© Reuters ‘LI has proven itself’; Analysts raise estimates following Li Auto’s solid 1Q report
Chinese electric automaker, Li Auto Inc (NASDAQ:) released its report after the closing bell Wednesday, reporting an EPS beat of RMB 1.35 (RMB 1 = $0.1440), RMB 1.01 better than the analyst estimate of RMB 0.34. Total revenue came in at RMB 18.8B, up 97% YoY/6% QoQ. The company delivered 52,584 vehicles in the quarter.
Bank of America kept its Buy rating on Li but raised their 12-month price target for the stock by $3.00 to $37.00 as they see the brand building and its volume sales as top among the major EV start-ups and profitability improvement is sustainable.
Bank of America analysts wrote in a note, “Li indicated that it prioritizes the market share over further profitability expansion. It will not consider price adjustment or discount in order to gain more order because its product lineup plan and pricing segment have been set in a longer-term perspective.”
Li gave guidance on 2Q delivery of 76-81k units, up 165-182% YoY and 45-54% QoQ, indicating monthly sales to hit 30k units in June. Li expects 2Q revenue of RMB 24.2B-25.9B, suggesting YoY growth of 177-196% and QoQ growth of 29-38%.
Citi raised its price target on the stock to $54.30 (from $51.50) and revised their sales forecast for 2023-2025E from 235/300/365k to 290/350/420k units. To factor in lithium cost decline and better scale effect, Citi raised their GPM forecasts for the same time from 22.0/23.3/25.8% to 22.7/24.1/25.8%.
Citi analysts wrote, “We have a positive outlook on the EREV sector and Li Auto in the longer term given that: 1) Li Auto is the first mover in EREV technology in China, and we expect sharply rising adoption of EREV in the region as the vehicle type is an attractive alternative to BEVs and ICEs given its longer driving range and lower BOM cost; 2) we expect Li Auto to gain market share in the higher-end SUV segment thanks to its competitive products with Level 2.5 ADAS solution and superior functionality.”

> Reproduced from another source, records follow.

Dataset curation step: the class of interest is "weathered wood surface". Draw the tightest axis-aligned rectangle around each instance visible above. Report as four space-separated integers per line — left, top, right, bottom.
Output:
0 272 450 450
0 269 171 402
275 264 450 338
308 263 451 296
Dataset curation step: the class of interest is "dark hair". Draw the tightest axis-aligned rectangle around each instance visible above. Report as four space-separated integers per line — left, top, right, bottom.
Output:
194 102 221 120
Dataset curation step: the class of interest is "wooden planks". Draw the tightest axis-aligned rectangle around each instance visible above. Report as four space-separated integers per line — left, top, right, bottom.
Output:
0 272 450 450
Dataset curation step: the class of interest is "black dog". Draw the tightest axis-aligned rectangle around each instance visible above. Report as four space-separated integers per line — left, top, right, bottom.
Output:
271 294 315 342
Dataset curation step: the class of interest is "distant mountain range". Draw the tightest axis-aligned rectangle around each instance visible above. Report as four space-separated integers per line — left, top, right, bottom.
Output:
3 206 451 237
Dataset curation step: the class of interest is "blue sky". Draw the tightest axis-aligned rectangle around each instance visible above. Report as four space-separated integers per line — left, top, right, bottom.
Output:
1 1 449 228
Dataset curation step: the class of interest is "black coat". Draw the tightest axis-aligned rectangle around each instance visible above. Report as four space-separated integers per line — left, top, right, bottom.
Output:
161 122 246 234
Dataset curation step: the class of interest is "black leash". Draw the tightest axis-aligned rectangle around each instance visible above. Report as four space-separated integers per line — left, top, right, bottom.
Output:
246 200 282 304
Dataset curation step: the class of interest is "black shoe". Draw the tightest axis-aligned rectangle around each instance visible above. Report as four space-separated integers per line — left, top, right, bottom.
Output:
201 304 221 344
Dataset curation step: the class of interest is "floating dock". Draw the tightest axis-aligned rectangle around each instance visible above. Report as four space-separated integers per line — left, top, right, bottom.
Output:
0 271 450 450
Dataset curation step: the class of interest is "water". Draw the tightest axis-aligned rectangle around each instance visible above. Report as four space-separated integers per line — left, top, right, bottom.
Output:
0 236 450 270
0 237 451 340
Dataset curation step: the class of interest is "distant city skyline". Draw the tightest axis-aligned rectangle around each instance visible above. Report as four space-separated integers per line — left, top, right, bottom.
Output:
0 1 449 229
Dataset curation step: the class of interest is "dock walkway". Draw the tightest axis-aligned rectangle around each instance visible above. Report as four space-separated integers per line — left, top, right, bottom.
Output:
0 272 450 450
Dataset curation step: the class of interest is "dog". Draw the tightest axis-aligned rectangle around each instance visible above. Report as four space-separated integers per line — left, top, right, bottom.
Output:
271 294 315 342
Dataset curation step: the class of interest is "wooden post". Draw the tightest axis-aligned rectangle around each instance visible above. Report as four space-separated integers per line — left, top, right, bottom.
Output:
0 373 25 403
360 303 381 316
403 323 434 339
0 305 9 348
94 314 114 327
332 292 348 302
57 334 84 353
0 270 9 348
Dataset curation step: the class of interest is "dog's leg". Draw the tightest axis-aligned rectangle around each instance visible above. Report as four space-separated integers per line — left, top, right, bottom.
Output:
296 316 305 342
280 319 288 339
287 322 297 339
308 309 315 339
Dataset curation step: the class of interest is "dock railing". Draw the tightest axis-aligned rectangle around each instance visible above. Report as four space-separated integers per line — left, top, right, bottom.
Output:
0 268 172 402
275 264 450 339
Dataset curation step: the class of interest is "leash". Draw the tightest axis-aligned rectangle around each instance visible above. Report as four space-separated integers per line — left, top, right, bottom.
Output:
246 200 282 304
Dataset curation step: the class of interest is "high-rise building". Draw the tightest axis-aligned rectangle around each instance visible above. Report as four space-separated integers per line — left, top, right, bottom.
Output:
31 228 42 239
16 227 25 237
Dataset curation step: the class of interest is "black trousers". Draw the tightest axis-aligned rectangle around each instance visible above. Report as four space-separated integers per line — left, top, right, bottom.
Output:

Li’s “better-than-expected margins” and solid revenues have Barclays reiterating its Overweight rating and raising its price target on the stock to $34.00 (from $31.00).
LI delivered better gross margins and op margins despite the fact the company launched all three of its models in the past six months. Barclays believes that the solid margins and strong sales demonstrate management’s superb execution abilities. However, analysts think the most significant positive from 1Q results was the fact that LI generated $1.3 billion cash flows from operations and its FCF was almost $1B.
They wrote in a note, “We have highlighted in the past that most Chinese EV makers will likely not survive and industry consolidation seems inevitable in coming years as most EV makers are incurring significant losses currently. We believe LI has proven itself to be one of a few that has staying power. The company still has a lot to prove but, in our view, it has clearly pulled away from the rest of the pack of emerging EV makers in China.”
Shares of LI are up 3.37% in pre-market trading on Thursday.